We have also introduced unified billing. Customers no longer have to deal with different billings from both companies. AWS users can find Oracle Database on AWS directly in the AWS Marketplace as a first-class citizen. They can utilise AWS commitments and credits to pay for Oracle Database on AWS. There is full license mobility, BYOL is supported, and customers can carry over their support rewards.
This seamless experience, integration, unified billing, and marketplace presence make the choice real. Customers can run on native hardware with ultimate performance, co-located next to AWS’s hardware, ensuring minimum latency between applications and databases across regions. This proximity is something that didn’t exist before.
How does Oracle Database support application modernisation?
We have invested significantly in Converged Database, which gives customers and developers the ability to handle multi-modal data without dealing with different purpose-built data stores. Whether it's document, JSON, graph, relational, data warehousing, OLAP, or OLTP, Converged Database offers a unified interface for all data types.
This simplifies application development and modernisation. We also offer MongoDB API compatibility, so customers can lift and shift applications natively to Oracle without complexity. Our native integrations allow customers to run third-party services like Amazon Bedrock, SageMaker, and Redshift with zero ETL integration, seamlessly utilising Oracle alongside.
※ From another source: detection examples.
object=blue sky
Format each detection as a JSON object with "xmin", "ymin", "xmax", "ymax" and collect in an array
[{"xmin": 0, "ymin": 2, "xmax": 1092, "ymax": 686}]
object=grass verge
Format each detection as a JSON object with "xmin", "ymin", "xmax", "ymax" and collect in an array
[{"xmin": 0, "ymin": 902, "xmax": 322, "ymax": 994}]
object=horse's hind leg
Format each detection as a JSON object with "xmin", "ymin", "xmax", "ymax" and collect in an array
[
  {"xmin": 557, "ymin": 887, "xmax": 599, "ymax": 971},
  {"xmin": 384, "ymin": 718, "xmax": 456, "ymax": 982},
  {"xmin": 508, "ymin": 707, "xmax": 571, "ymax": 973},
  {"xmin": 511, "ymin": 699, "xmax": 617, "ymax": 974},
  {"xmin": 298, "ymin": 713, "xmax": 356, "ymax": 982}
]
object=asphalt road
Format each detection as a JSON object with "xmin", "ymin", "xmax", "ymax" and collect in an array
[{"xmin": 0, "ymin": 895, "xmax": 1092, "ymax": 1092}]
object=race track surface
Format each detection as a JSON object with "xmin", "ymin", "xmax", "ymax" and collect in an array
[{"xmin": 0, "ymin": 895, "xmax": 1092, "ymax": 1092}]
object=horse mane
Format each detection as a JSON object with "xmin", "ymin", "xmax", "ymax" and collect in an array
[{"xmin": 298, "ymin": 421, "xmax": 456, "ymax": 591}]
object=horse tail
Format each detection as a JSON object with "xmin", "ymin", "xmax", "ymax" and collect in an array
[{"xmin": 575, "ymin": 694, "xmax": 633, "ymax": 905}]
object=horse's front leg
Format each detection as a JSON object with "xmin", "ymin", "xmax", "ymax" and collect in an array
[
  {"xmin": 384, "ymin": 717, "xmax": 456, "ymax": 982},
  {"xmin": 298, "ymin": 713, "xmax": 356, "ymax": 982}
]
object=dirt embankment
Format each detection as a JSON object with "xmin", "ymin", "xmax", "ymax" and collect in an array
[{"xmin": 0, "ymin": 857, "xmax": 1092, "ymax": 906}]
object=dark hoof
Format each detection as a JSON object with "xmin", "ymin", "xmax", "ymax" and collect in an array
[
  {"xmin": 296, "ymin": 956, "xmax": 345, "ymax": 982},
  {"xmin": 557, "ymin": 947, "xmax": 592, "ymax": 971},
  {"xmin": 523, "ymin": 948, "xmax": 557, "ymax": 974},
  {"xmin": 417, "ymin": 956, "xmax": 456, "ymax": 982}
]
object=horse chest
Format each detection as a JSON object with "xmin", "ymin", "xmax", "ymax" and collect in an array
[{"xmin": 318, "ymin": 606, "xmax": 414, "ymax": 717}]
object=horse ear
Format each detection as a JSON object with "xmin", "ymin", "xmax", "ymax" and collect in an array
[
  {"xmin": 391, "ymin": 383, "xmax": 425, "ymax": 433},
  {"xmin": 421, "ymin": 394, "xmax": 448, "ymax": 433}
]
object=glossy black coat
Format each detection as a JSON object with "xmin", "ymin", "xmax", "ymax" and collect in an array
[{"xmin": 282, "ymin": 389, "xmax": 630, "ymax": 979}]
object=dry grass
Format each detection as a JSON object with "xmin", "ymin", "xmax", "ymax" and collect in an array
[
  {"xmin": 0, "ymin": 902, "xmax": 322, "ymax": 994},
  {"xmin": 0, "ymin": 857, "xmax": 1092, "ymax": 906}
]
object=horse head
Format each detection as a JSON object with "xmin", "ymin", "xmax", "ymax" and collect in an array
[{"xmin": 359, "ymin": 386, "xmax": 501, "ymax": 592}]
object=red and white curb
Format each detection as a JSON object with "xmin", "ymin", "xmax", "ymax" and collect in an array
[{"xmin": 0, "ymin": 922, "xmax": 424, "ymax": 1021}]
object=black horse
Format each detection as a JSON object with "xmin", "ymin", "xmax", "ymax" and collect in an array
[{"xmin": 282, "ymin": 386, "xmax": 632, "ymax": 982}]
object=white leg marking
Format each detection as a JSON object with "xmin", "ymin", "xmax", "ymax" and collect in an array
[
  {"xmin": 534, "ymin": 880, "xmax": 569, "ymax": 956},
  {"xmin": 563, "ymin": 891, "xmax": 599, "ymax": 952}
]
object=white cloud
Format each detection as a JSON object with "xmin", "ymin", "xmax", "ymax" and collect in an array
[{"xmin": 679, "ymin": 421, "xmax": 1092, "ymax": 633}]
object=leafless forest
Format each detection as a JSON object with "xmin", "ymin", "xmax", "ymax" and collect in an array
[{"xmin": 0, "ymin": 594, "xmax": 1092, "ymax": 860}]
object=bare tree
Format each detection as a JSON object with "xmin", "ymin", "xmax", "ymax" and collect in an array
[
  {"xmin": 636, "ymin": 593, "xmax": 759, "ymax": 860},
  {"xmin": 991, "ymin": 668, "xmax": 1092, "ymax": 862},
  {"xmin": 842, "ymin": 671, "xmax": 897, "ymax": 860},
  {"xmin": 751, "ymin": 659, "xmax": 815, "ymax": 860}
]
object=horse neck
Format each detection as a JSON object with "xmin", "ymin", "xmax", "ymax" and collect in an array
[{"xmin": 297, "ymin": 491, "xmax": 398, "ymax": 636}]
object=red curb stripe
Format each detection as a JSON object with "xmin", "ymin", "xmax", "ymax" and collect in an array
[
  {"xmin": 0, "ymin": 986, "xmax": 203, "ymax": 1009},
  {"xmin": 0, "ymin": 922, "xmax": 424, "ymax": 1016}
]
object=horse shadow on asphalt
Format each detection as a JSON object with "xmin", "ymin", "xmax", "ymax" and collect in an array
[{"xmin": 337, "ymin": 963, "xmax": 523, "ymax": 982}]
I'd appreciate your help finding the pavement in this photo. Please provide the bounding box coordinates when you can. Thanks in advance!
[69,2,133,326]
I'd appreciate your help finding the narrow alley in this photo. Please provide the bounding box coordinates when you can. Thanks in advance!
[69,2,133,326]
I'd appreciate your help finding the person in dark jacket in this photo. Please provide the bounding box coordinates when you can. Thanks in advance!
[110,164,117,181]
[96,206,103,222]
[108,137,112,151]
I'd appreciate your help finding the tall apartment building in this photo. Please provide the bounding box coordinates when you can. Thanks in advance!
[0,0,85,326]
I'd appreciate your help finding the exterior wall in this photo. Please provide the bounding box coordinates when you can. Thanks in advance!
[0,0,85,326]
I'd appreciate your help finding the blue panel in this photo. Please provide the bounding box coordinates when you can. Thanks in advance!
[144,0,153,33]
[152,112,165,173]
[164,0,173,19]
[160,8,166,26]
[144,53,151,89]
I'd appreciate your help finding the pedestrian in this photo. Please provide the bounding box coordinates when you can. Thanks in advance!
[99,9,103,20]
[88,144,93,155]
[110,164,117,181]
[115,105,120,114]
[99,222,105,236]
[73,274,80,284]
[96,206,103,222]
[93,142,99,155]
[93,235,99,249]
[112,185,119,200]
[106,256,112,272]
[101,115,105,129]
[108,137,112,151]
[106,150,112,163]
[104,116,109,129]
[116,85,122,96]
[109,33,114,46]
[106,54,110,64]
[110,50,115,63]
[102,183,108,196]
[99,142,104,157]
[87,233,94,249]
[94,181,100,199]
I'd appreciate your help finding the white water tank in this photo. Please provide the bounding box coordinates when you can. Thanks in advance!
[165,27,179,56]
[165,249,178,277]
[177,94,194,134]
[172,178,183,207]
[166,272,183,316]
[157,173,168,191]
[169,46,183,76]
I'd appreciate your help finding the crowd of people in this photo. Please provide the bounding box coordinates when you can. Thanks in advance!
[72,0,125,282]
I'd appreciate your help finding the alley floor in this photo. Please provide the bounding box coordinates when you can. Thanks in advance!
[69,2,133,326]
For modernisation, customers have access to a richer set of services across both clouds that work natively together, supported by the Converged Database, 23ai features, and built-in vector capabilities. This provides best-in-class in-database convergence and AI capabilities that integrate with AI models of their choice.
Since you mentioned AI, how are the AWS and Oracle Data AI capabilities helping enterprises in driving innovation? What role does Oracle Database play here?
We look at AI across several layers of the stack. At the infrastructure level, we have best-in-class global infrastructure, including superclusters with RDMA networking, block, object, file, and HPC storage systems.
Above that, we have Oracle Database AI and Vector capabilities built into the database, from autonomous managed databases to data science, ML, and HeatWave AutoML, along with data labelling tools. This suite allows customers to derive insights from data in unique ways.
All our applications, NetSuite, Fusion, and industry solutions, are infused with AI built into the database. For example, natural language interfaces enable customers to query data conversationally, and we return the relevant results directly.
Oracle Database@AWS further enriches this by allowing customers access to various models and software. On Oracle Database at Azure, we have native OpenAI integration. On Google, we have Vertex AI and Gemini Foundation model integrations. On AWS, zero ETL integration connects with Redshift, Bedrock, SageMaker, and more.
Our broad strategy is consistent: to make Oracle technology available wherever customers need it, in any cloud, with native service and deployment model integrations. This makes AI adoption simpler, handling different data types and model choices, offering a complete end-to-end AI stack.
How does this launch align with Oracle’s broader AI vision?
We embed AI throughout the entire technology stack. Our cloud infrastructure is constantly optimised for AI workloads like LLMs. We aim to provide customers with simple, elastic access to AI infrastructure, software, database, and application modernisation, end-to-end.